Depending on your schedule, you may want to head back to Rio by this stage. If you prefer to travel by boat, then the ferry that leaves from the centre will have you back at Praça XV in 15 minutes. If you prefer to travel by bus, or, if Praça XV is inconvenient for your final destination, then you can take a bus over the Rio-Niterói bridge (on a clear day, the views from the bridge are spectacular). The more modern ‘1001’ buses (761D, 751D and 741D) make stops all over Rio and cost R$5. However, during rain storms or rush hour, the bridge can become extremely congested, so I would recommend taking the ferry, and perhaps walking from Praça XV to the Carioca metro station, continuing your journey from there.

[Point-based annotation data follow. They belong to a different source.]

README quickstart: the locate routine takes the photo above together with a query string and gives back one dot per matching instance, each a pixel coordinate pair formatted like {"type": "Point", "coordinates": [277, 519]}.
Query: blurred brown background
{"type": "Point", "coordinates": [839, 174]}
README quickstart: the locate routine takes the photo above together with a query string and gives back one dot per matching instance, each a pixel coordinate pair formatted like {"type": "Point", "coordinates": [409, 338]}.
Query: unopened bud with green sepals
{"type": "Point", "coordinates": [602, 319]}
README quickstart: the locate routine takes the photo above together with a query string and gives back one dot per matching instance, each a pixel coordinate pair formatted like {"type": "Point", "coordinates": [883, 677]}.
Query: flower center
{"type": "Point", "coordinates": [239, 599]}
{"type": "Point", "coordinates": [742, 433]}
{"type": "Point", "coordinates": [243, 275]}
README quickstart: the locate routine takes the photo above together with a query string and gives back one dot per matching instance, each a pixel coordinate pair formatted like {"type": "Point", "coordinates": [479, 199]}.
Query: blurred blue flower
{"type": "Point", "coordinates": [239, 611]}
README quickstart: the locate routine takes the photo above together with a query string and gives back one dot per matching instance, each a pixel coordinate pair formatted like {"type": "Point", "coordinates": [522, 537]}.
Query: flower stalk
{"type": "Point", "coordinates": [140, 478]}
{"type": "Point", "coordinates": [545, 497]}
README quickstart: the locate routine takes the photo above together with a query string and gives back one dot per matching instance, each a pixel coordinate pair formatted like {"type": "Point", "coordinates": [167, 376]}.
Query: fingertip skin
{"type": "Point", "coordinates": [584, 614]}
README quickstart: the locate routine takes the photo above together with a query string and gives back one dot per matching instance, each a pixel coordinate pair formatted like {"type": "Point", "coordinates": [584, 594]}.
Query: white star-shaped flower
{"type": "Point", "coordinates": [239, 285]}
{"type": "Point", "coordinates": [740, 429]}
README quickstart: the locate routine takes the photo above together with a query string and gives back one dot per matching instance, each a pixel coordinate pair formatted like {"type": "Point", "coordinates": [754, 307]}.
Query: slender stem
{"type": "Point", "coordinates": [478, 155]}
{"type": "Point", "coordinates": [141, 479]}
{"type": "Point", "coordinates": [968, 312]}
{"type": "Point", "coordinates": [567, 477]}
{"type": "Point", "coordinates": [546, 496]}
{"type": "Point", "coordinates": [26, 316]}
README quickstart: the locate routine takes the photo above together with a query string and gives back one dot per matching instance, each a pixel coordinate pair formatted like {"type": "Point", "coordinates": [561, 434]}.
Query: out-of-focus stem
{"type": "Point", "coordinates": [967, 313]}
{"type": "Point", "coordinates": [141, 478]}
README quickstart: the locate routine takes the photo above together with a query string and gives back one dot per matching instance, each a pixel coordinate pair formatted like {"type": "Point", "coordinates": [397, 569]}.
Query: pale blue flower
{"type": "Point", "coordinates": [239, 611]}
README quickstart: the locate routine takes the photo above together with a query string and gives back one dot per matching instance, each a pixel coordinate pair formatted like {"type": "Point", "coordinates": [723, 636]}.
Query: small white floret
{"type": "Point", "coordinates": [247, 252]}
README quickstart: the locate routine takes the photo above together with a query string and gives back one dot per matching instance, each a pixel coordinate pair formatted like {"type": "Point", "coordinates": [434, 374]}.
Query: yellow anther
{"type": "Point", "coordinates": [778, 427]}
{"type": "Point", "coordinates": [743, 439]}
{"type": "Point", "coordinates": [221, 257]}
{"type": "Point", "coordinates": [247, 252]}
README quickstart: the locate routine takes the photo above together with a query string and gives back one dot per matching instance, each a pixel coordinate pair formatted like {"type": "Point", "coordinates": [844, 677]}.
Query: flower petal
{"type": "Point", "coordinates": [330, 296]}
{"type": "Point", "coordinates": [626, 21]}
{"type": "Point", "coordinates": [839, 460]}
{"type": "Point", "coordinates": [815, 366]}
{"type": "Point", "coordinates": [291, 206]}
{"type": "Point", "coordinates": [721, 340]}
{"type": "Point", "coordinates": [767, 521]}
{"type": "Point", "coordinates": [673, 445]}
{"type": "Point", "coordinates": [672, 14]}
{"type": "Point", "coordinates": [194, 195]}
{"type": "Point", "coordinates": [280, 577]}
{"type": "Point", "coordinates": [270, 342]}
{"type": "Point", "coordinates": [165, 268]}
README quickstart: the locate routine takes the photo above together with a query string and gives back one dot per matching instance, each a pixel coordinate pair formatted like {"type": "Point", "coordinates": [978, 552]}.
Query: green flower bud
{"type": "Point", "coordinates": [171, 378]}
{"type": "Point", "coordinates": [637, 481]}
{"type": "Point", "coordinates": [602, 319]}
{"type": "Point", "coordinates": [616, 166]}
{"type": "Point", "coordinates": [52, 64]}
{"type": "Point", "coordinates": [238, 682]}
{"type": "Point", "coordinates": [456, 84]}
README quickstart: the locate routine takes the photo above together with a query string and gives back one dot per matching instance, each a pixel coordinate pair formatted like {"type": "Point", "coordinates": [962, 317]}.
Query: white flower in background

If, however, you are keen to spend the evening in Niterói, then you could head uphill towards the ‘Quiosque Cheiro de Mar’, near Boa Viagem, and have a few beers as the sun goes down. There are not many noteworthy restaurants in the centre of Niterói, but for the deeper-pocketed traveller, the popular Ícaro restaurant features pasta, sushi and cocktails. For late night manoeuvres, then the best option is to head to São Francisco (back on the 33, getting off near the São Xavier church). At the weekend, this part of town is heaving with revellers, and there are several clubbing options, and, assuming you can start queuing early enough, ‘La Vie’ is a safe bet for good music and local talent. If you stay out past 11:30, the ferries service stops, so you will need to wait for the less frequent 1001 buses to get back to Rio, or take a taxi.